What happens when an entire metropolitan area’s public transportation system shuts down? Luckily, Philadelphia didn’t have to find out in November when two strikes by SEPTA workers were narrowly avoided. Within weeks, Transportation Workers’ Union 234 (TWU 234), SEPTA’s largest union, and SMART 1594, which represents regional rail workers, both authorized strikes if the company did not meet their demands as their contracts expired. Winning 5% raises, pension boosts, and security improvements, TWU’s contract is expected to set the precedent for SMART and other contracts within SEPTA.


At the same time, anxieties have been percolating around the self-described “death spiral” SEPTA is experiencing. This has to do with the “indefinite suspension” of SEPTA’s Bus Revolution, which planned to overhaul the existing infrastructure with the intention of making services more frequent and reliable. These plans were cancelled and new plans were announced to increase fares by 21.5% and cut services in 2025.

That was before Governor Shapiro stepped in to shuffle some money around from the federal highway budget and throw SEPTA a 153-million-dollar lifeline, preventing these dramatic changes. Instead, riders now face a 7.5% fare increase that went into effect on December 1. This bait-and-switch tactic is meant to appease riders, but it is clear there is an impending crisis at SEPTA that needs to be addressed. $153 million is still about $90 million short of the annual budget deficit of $240 million that SEPTA is currently operating under.


Although the strikes and the worst of the fare hikes were averted, SEPTA workers and riders still have much to fear in the coming period without a concerted fight to demand a public transportation system that benefits the whole of the city. 

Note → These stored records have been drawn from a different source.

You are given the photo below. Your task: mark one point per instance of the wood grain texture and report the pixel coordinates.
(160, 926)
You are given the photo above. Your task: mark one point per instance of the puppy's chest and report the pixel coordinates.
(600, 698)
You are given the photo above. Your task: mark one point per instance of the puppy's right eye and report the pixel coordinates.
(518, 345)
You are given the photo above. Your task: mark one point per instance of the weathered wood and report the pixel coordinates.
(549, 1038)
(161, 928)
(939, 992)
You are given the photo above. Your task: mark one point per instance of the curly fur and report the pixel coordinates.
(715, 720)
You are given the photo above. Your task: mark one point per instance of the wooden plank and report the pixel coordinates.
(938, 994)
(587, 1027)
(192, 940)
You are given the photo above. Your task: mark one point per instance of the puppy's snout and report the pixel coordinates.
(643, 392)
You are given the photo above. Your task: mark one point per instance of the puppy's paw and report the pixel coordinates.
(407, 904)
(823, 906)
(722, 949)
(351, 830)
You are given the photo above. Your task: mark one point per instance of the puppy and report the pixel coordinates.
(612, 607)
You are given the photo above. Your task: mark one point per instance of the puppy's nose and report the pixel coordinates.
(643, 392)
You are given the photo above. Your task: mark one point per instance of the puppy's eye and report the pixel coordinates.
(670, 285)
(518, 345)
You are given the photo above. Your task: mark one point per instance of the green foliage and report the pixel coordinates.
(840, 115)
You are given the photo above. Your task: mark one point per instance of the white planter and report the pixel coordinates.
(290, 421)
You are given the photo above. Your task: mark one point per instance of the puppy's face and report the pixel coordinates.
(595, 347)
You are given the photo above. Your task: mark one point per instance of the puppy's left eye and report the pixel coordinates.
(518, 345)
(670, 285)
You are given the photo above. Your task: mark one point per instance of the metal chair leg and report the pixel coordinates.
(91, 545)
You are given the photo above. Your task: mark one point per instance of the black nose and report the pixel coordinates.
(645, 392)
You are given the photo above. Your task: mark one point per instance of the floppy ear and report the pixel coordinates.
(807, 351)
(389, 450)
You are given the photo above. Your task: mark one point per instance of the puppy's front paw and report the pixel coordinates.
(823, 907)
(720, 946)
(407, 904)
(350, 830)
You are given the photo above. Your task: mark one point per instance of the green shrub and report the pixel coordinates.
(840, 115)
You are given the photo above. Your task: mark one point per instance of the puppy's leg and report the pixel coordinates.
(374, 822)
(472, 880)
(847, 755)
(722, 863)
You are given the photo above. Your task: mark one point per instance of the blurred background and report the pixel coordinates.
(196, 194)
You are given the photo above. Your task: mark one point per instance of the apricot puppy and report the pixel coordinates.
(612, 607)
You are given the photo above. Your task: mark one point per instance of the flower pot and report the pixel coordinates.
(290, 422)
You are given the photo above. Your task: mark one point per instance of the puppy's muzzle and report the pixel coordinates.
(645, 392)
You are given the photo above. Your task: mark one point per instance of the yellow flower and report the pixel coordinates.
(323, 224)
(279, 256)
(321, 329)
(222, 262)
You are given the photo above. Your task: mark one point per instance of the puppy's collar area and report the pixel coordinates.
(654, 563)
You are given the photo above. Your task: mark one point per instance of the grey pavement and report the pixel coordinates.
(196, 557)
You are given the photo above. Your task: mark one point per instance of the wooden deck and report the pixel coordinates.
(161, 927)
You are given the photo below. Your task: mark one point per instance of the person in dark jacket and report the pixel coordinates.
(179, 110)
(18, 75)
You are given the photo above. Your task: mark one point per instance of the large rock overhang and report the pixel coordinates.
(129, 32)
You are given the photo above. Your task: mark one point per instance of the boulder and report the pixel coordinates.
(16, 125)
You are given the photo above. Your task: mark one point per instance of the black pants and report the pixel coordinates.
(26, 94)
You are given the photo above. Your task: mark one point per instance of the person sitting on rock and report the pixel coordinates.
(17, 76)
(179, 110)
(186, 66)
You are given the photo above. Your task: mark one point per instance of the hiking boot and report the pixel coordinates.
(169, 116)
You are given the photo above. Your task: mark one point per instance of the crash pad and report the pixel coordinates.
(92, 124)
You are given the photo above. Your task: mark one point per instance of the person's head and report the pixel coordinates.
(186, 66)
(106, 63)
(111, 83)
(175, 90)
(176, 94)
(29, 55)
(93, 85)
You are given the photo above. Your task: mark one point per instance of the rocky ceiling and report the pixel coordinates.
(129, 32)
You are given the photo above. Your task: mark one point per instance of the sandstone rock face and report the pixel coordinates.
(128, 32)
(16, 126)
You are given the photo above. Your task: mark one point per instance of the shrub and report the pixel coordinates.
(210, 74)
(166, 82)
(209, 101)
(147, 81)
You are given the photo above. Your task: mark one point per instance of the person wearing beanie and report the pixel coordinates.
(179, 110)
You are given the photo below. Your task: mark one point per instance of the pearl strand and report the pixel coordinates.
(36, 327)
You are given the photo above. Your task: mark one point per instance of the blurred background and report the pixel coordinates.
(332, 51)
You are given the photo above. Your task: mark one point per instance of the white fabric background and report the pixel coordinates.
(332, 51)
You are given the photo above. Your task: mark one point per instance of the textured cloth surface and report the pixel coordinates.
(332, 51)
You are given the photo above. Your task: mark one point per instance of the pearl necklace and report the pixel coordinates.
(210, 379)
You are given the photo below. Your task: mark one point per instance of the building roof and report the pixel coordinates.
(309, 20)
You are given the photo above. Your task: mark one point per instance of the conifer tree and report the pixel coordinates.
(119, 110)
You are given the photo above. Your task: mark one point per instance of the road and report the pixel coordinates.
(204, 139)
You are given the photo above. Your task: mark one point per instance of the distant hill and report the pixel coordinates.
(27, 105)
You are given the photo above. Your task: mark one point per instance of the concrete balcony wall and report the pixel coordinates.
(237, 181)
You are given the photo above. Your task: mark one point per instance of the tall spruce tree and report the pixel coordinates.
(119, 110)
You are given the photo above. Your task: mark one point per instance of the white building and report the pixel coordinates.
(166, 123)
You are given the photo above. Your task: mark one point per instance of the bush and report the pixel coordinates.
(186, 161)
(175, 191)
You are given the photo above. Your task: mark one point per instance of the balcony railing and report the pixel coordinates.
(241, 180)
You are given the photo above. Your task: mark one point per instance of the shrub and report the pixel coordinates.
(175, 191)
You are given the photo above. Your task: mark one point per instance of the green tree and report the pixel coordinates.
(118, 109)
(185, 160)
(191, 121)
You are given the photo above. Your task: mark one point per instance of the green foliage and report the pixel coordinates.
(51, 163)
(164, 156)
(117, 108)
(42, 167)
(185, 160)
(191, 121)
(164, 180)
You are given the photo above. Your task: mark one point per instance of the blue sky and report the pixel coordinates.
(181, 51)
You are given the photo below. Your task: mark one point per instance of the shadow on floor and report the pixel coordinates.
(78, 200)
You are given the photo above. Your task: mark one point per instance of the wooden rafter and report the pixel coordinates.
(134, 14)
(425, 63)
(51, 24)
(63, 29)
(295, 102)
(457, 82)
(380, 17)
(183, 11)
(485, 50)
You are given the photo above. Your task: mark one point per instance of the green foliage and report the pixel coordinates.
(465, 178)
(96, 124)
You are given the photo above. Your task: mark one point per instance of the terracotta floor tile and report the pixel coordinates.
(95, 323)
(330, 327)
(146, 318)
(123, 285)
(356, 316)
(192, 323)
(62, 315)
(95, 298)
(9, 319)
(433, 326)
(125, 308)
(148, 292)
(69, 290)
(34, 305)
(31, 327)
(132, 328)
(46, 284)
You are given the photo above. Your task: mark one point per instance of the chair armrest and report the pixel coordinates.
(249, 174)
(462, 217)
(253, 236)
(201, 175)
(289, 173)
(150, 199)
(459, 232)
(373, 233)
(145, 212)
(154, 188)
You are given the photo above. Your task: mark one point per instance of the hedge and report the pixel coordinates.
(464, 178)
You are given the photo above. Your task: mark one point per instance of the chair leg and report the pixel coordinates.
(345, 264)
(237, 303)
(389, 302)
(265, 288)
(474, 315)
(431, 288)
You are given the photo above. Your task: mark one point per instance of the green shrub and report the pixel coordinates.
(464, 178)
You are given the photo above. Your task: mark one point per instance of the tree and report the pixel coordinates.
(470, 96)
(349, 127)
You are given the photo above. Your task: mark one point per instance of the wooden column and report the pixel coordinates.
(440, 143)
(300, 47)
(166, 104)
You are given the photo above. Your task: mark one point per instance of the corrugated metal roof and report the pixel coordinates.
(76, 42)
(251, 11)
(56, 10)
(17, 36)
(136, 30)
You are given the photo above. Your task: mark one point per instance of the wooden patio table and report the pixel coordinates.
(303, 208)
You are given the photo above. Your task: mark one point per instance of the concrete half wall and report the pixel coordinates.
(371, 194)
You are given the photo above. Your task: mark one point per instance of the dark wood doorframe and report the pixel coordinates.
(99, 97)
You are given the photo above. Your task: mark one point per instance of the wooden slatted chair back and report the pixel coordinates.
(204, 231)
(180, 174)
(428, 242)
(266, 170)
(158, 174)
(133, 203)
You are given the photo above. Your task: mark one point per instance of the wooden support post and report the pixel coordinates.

People who use SEPTA are not the only ones who benefit from its services; the entire regional economy is largely dependent on the transportation authority. From the stores we shop at to the essential services provided in our communities, nothing runs if people can’t get to work. Additionally, less public transportation means more cars, which means more traffic and vehicle emissions in an already heavily polluted city. Needless to say, letting the conditions at SEPTA continue to crumble benefits nobody. Why, then, is it so hard to fund?


There are a number of reasons why SEPTA has not received the funding it needs. It’s true that Republicans in the state legislature have consistently blocked attempts to boost funds for the company, but that is not the only reason for what we’re seeing. Even if SEPTA received the full $240 million to meet one year’s operating budget loss, for instance, there remains the reality of $5 billion in back repairs.


The real issue is that even though public transportation is a necessity, it is not publicly owned. SEPTA is technically a “public authority,” meaning it is a “corporate instrument of the State,” so it operates exactly like a private, for-profit company with a board that is arbitrarily appointed and executives who make hundreds of thousands of dollars a year in salaries while riders and workers suffer. In order to transform SEPTA into something that genuinely serves the people, the people must not settle for the slow destruction of our public services, but demand that our tax dollars actually start being used to improve our quality of life.